By Mark Williams, Best Buy
In August, we at Best Buy announced that we were joining a cadre of other major retailers in an effort to build a mobile-commerce solution that can improve shopping and paying for customers and merchants alike.
We were not surprised that this news generated a lot of attention. After all, how often does one see the likes of Target, Walmart, CVS, Lowes and us collaborating? And, of course, the news means that merchants have entered a fray that already includes significant entries from issuers, mobile carriers and a few big digital players.
What did surprise us, however, is the amount of skepticism regarding the need for mobile payments. “Isn’t this,” to paraphrase a common refrain, “a solution without a problem?”
We could not disagree more strongly with that sentiment.
It is our belief that the coming shift to mobile payments has the potential to make shopping more convenient and efficient for our customers, provides a once-in-a-generation opportunity to bring merchants and their customers closer together in mutually beneficial ways, and will dramatically improve the status quo in payment security.
The fact is, smartphone-owning consumers simply do not leave home without their phones.
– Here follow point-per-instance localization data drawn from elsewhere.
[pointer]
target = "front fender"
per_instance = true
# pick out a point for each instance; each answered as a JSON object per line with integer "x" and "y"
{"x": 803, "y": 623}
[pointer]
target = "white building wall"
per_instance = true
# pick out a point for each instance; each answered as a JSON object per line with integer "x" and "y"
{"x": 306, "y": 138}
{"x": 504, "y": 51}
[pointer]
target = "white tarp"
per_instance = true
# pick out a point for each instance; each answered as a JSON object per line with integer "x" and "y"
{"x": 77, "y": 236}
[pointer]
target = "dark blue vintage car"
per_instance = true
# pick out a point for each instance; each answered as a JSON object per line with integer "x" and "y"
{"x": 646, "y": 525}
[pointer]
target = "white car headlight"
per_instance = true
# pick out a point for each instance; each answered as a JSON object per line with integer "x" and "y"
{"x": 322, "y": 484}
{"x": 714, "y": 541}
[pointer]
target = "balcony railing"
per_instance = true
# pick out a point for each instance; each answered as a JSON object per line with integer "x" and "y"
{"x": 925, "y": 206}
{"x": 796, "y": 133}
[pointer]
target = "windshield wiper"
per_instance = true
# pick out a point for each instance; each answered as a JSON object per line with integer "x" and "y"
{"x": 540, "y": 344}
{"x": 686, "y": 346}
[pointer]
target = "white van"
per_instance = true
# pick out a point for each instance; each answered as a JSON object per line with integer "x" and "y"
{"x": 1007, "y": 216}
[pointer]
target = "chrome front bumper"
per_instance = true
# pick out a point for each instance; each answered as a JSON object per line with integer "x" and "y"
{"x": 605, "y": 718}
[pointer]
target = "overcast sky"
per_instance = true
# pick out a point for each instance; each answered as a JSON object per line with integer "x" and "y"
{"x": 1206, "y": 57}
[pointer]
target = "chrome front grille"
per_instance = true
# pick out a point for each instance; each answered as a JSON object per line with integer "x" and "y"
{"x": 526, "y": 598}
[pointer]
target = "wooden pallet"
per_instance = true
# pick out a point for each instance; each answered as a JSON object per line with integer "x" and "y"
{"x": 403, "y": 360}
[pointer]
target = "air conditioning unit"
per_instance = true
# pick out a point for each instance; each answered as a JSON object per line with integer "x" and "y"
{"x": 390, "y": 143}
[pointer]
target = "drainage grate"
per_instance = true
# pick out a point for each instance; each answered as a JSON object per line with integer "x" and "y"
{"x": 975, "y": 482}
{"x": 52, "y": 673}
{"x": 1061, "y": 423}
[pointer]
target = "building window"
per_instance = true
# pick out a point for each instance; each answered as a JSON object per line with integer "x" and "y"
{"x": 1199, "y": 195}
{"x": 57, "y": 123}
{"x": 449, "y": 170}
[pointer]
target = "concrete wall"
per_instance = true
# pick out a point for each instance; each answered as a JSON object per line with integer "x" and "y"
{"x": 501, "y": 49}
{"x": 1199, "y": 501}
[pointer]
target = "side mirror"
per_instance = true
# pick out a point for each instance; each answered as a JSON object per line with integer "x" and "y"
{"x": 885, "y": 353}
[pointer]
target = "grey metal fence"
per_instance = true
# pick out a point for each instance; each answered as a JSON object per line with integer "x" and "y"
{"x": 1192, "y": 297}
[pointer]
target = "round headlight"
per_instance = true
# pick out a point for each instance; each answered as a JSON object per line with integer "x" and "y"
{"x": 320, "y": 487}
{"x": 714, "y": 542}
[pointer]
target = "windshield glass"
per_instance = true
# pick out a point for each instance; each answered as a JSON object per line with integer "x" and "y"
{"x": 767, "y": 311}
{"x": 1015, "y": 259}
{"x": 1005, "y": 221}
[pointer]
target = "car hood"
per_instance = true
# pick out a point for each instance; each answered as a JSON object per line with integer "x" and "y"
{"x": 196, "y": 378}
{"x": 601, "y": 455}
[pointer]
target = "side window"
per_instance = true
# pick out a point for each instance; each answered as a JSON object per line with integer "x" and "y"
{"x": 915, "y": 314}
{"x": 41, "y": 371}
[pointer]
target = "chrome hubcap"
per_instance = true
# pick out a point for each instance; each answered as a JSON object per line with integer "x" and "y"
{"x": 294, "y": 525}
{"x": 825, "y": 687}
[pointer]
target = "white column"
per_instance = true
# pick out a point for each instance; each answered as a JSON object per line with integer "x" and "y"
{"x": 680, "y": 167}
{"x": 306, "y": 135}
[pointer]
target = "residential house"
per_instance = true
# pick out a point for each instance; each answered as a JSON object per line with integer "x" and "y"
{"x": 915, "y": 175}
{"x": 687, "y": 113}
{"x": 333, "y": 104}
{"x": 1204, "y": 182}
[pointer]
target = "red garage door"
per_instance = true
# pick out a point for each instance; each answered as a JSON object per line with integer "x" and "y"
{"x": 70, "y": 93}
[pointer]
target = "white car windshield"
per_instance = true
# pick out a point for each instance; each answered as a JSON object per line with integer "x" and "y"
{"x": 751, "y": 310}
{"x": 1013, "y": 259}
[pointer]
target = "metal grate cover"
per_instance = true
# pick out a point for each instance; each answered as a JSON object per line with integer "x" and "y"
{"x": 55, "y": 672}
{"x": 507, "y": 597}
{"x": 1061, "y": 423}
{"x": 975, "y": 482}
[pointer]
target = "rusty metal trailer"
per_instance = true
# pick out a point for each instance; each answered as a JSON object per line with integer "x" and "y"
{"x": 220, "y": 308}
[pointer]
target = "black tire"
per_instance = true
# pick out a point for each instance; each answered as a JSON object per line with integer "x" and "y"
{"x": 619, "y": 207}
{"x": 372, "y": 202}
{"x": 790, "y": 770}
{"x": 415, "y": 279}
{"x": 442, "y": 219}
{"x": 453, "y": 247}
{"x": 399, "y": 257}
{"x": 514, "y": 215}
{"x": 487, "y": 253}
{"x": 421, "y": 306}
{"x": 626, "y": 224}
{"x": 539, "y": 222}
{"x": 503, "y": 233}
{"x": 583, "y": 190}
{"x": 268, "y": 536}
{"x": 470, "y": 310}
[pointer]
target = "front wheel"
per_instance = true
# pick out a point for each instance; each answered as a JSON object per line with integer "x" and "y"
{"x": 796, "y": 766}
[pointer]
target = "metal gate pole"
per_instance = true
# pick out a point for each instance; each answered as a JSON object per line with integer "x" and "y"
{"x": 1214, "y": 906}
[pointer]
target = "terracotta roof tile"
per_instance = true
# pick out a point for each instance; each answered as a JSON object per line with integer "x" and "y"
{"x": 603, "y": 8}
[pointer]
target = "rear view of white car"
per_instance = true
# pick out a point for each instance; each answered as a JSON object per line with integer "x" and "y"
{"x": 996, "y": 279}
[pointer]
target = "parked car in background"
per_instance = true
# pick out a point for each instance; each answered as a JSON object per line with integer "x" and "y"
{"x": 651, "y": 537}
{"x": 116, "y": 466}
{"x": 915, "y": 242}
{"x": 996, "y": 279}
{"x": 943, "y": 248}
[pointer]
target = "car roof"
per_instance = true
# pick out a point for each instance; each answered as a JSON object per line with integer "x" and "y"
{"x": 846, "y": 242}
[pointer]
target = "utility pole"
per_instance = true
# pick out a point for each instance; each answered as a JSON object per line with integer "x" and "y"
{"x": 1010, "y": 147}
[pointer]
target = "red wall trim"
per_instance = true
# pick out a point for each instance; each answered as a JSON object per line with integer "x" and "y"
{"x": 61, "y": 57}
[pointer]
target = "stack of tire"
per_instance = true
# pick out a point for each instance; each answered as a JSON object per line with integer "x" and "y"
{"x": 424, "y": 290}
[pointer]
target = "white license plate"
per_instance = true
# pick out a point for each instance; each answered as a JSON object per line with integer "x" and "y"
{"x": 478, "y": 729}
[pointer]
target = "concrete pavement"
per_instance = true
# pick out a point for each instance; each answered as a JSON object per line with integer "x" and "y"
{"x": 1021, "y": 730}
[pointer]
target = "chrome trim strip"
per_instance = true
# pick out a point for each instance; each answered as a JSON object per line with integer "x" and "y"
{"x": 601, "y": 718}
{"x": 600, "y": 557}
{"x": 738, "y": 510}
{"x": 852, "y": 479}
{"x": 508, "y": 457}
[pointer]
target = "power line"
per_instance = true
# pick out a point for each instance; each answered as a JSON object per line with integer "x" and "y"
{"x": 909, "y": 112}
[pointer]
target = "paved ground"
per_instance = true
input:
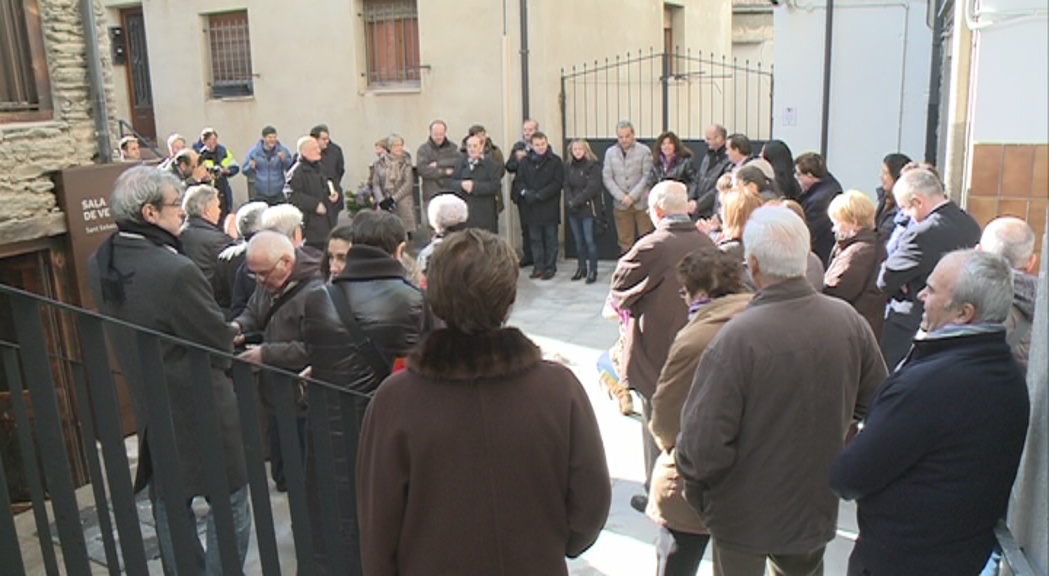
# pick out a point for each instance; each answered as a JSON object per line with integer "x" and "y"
{"x": 564, "y": 319}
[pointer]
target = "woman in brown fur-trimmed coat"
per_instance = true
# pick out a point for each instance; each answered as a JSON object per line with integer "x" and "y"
{"x": 712, "y": 281}
{"x": 480, "y": 457}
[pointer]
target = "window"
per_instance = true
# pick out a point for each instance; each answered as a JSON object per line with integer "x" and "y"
{"x": 231, "y": 55}
{"x": 391, "y": 36}
{"x": 25, "y": 91}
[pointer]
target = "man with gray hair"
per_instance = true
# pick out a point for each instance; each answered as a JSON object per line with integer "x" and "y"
{"x": 937, "y": 227}
{"x": 138, "y": 276}
{"x": 235, "y": 282}
{"x": 447, "y": 213}
{"x": 202, "y": 239}
{"x": 645, "y": 284}
{"x": 625, "y": 174}
{"x": 285, "y": 219}
{"x": 773, "y": 398}
{"x": 1013, "y": 239}
{"x": 284, "y": 277}
{"x": 934, "y": 467}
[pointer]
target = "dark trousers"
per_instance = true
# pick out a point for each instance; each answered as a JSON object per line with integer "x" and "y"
{"x": 544, "y": 247}
{"x": 647, "y": 441}
{"x": 526, "y": 241}
{"x": 582, "y": 232}
{"x": 856, "y": 567}
{"x": 679, "y": 553}
{"x": 276, "y": 456}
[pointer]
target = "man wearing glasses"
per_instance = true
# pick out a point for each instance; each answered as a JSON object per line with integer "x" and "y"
{"x": 645, "y": 284}
{"x": 140, "y": 276}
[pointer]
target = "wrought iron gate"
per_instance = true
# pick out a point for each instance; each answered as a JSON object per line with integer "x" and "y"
{"x": 683, "y": 91}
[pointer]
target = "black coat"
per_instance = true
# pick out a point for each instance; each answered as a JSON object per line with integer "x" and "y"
{"x": 884, "y": 218}
{"x": 921, "y": 246}
{"x": 713, "y": 165}
{"x": 582, "y": 187}
{"x": 305, "y": 189}
{"x": 201, "y": 242}
{"x": 169, "y": 294}
{"x": 480, "y": 201}
{"x": 934, "y": 467}
{"x": 394, "y": 316}
{"x": 227, "y": 271}
{"x": 815, "y": 203}
{"x": 682, "y": 170}
{"x": 538, "y": 189}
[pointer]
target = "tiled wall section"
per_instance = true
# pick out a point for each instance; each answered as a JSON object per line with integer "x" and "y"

The ability to carry a phone in lieu of a wallet will simplify their lives. As will faster-moving checkout lines and electronic coupons, Reward Zone certificates and receipts.
There are those who think the status quo is convenient enough, just as there were those who saw no issue with fishing for change at highway toll plazas or who thought automobiles were pointless because horses got them from Point A to Point B without incident. History shows that when technology can save us time, it emerges.
But there’s more at stake here than just speed. Mobile commerce offers an unprecedented opportunity to engage in one-to-one marketing on a broad scale. For merchants, the ability to better serve our customers by knowing better what they expect us to know, what they bought from us, when they bought it and what for. To be able to tailor offers to them that can be delivered and redeemed in real time on their phone is something that’s been coveted for years. And consumers have waited just as long for the prospect of consistently relevant offers from the places they regularly shop. Mobile commerce brings all of that closer to fruition.
Mobile commerce also lets the shopping experience begin well before the consumer ever sets foot in the store, and it also enrichens that experience with product information, ratings and reviews. And – here’s the best part — all of this can be achieved while making payments more secure than they are today. Yes, there have been some early problems, including a significant one involving Google Wallet. But the status quo is not some sort of security utopia. Take a look at what you are spending on fraud losses now.
The fact is, mobile-payments can incorporate PINs and other technology (EMV) that will make payments far more secure than they are today, when we are relying on 1950s technology to protect our financial data, and are so accustomed to paying constantly for its imperfections that we forget how poor the current system is. European consumers payments are much better protected via EMV, Chip and PIN then U.S. consumers with current systems, but why should that continue in the next world of mobile payments.
Mobile commerce has the potential to improve security, improve our relationship with our customers and improve the convenience factor of shopping in our stores.
That’s why Best Buy is going mobile.
How about you?
Mark Williams is president of financial services at Best Buy, an owner of Merchant Customer Exchange.